Three common scenarios: a single tooth has erupted into pericoronitis or pathology while the other three are asymptomatic and stable, a single tooth has fractured and needs removal as an isolated event, or staged extraction is clinically indicated (acute infection on one tooth that must be addressed before the others can be planned). Per AAOMS and Cochrane 2020, asymptomatic third molars do not need to be removed alongside the symptomatic one.
Can a general dentist remove a single wisdom tooth?
Yes for a fully erupted tooth (D7140 or D7210), typically at $200 to $400 all-in including local anaesthesia. Any level of impaction generally routes to an oral surgeon at $400 to $1,100.
Does insurance cover a single wisdom tooth removal?

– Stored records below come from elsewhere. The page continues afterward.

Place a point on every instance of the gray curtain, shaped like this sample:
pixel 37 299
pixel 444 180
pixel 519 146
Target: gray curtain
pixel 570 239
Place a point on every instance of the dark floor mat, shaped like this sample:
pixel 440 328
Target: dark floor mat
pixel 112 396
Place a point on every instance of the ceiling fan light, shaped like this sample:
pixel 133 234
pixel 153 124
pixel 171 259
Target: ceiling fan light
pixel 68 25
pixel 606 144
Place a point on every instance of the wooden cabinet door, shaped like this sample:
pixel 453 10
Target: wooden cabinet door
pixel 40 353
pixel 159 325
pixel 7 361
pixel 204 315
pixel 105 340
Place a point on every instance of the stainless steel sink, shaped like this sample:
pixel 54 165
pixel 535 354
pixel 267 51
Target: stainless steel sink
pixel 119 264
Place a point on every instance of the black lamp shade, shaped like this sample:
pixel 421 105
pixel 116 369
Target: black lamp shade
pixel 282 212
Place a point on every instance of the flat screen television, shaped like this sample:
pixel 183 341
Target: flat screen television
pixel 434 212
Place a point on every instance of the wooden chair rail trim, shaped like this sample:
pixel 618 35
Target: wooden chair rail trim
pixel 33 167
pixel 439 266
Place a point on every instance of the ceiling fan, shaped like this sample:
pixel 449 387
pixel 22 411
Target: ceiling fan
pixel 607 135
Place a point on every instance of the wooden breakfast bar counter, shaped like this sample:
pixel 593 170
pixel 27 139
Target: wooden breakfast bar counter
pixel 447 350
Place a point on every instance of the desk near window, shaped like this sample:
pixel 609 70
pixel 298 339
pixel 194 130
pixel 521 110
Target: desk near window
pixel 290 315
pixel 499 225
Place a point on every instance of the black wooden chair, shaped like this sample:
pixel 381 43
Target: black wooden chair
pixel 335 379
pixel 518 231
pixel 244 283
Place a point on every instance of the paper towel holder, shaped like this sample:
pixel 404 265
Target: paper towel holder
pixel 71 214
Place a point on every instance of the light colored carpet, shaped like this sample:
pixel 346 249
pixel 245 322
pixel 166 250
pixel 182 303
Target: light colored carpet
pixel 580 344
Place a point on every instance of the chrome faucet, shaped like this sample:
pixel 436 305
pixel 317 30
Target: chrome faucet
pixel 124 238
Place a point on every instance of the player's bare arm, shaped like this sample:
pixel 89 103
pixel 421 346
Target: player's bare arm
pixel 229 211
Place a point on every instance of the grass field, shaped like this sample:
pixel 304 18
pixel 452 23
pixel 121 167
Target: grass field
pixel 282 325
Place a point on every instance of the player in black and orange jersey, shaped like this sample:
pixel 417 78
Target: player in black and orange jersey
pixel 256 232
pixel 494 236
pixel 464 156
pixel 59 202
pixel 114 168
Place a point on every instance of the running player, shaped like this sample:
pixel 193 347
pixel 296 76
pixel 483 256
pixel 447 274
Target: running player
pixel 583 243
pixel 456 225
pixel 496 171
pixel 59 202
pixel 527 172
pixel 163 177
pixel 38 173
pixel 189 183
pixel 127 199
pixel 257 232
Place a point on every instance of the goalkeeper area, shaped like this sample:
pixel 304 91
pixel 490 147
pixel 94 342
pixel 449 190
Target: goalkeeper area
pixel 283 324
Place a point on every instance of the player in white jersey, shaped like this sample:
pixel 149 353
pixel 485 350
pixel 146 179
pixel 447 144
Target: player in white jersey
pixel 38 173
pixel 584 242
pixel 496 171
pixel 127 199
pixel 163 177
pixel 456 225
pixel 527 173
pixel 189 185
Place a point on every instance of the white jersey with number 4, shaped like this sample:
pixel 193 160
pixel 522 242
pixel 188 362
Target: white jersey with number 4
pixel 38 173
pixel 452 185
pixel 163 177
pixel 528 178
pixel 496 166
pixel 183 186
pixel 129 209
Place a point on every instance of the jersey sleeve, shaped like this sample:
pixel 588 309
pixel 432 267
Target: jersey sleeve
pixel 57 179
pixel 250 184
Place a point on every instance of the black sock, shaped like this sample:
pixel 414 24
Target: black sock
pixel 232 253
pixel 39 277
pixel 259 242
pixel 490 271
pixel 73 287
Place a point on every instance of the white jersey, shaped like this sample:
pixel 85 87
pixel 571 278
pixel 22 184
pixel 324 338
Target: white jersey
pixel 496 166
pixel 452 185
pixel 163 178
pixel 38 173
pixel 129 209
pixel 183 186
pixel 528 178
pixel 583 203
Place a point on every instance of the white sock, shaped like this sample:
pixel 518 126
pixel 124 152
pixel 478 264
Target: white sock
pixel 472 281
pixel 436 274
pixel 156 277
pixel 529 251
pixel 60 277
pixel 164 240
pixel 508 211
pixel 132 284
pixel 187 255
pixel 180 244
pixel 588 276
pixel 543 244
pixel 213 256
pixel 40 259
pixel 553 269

Yes, with the same dental PPO mechanics as multi-tooth cases. On a $500 single-tooth case at 80 percent coverage against a $1,500 annual maximum, expect $400 insurance contribution and $100 patient share. Single-tooth cases rarely exceed annual maximums so the full coverage percentage applies.
Should I just have all 4 out instead of 1 at a time?
This is a clinical decision per AAOMS and Cochrane 2020 framing. Cost is not the right driver. If the other three are asymptomatic, stable, and clinically indicated for retention, extracting them alongside a symptomatic one is not supported by the evidence. If multiple teeth have clinical indications, single-visit removal of all four has cost advantages over four staged single extractions.

Sources: ADA Survey of Dental Fees 2026; AAOMS Position; Cochrane Review 2020.

Not medical advice. Single-tooth extraction decisions should be informed by per-tooth clinical findings.